Son’s tone Thursday during an online meeting of SoftBank shareholders was more upbeat than last month when he reported the company’s record-breaking losses. He added that people thought the company was “Softpunku,” using wordplay in Japanese that can translate roughly to “SoftBankrupt” in English.
Within the last few months, SoftBank has taken dramatic measures to shore up its finances, including a plan to sell $41 billion in assets to buy back shares and reduce the company’s heavy debt load. So far, Son said, the company has completed 80% of the asset sales it intends to make, though he did not elaborate on the remaining portion. Earlier this week, SoftBank confirmed that it was offloading roughly $20 billion worth of stock in T-Mobile.
Son said Thursday that things are looking up: The value of SoftBank’s holdings rose to 30 trillion yen ($280 billion) this week, about 2 trillion yen ($18 billion) higher than at the end of March.
The billionaire also defended the high pay of executives at his company, including Vision Fund chief Rajeev Misra. Misra earned 1.61 billion yen ($15 million) in total compensation for the fiscal year that ended in March, more than double his pay a year earlier, SoftBank said in a regulatory filing late last month.
“The responsibility is all mine,” Son said of his company’s financial performance, adding that his deputies were “opposed to investing” in troubled coworking startup WeWork from the beginning. WeWork tried and failed to pull off a public offering last year, and required a bailout from SoftBank. The conglomerate has since walked away from a chunk of that rescue package.
“I pushed though and that is my responsibility. I should take a paycut,” Son said. “Judgment for my other executives should be made comprehensively.” Son earned 209 million yen ($1.9 million) for the last fiscal year, a 9% pay cut compared to the previous year. He said he would take a 50% pay cut this year to 100 million yen.
Son on Thursday also said he was leaving Alibaba’s board of directors in yet another break from the company that cemented the Japanese billionaire’s status as a tech visionary.
He added that the decision was amicable and coincided with Alibaba founder Jack Ma’s departure from SoftBank’s board. SoftBank announced last month that Ma would leave.

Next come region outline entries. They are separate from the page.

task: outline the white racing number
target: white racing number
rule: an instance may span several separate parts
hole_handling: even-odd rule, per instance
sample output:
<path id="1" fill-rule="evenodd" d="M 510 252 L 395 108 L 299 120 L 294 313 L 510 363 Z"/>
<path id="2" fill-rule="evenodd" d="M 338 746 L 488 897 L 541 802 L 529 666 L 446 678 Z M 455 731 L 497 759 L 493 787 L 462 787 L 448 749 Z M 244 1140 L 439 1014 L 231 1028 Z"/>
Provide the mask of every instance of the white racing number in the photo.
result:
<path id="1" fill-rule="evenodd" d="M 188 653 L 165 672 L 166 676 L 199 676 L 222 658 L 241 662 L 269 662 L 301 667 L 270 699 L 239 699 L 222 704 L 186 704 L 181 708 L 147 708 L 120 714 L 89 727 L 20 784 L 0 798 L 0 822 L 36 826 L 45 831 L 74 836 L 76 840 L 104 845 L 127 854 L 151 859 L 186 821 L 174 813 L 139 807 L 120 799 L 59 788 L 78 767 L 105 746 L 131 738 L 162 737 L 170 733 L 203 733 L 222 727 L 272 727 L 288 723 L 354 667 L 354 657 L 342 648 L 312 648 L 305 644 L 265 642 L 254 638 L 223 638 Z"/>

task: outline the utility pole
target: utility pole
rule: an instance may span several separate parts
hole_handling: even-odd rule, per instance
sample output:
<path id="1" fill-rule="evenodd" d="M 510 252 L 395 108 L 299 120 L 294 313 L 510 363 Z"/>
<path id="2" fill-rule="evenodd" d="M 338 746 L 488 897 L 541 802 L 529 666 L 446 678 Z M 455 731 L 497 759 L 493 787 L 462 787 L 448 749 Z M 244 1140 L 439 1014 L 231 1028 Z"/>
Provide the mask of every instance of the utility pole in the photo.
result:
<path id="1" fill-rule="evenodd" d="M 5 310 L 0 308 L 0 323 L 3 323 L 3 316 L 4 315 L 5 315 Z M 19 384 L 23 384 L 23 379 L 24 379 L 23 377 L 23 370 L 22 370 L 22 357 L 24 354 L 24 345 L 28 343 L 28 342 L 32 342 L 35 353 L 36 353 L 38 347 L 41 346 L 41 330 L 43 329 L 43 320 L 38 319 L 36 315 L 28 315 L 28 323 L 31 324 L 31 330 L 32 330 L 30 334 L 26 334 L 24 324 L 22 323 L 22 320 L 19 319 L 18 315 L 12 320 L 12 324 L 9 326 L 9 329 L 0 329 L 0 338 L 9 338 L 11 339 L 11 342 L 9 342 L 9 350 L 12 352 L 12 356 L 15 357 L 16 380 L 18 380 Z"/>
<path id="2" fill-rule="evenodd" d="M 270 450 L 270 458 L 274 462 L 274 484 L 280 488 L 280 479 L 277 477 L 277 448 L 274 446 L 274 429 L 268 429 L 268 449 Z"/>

“We will remain as a long-term investor in Alibaba,” Son said.
The Chinese e-commerce company is the crown jewel of SoftBank’s investment portfolio, and Son’s ascent with Ma has been legendary. Son invested $20 million in Alibaba 20 years ago, turning that bet into one that was worth $60 billion when Alibaba went public in 2014. Son has referred to Ma as a “friend and comrade,” and said last month that the two had dinner every month before the coronavirus pandemic to talk about life and business.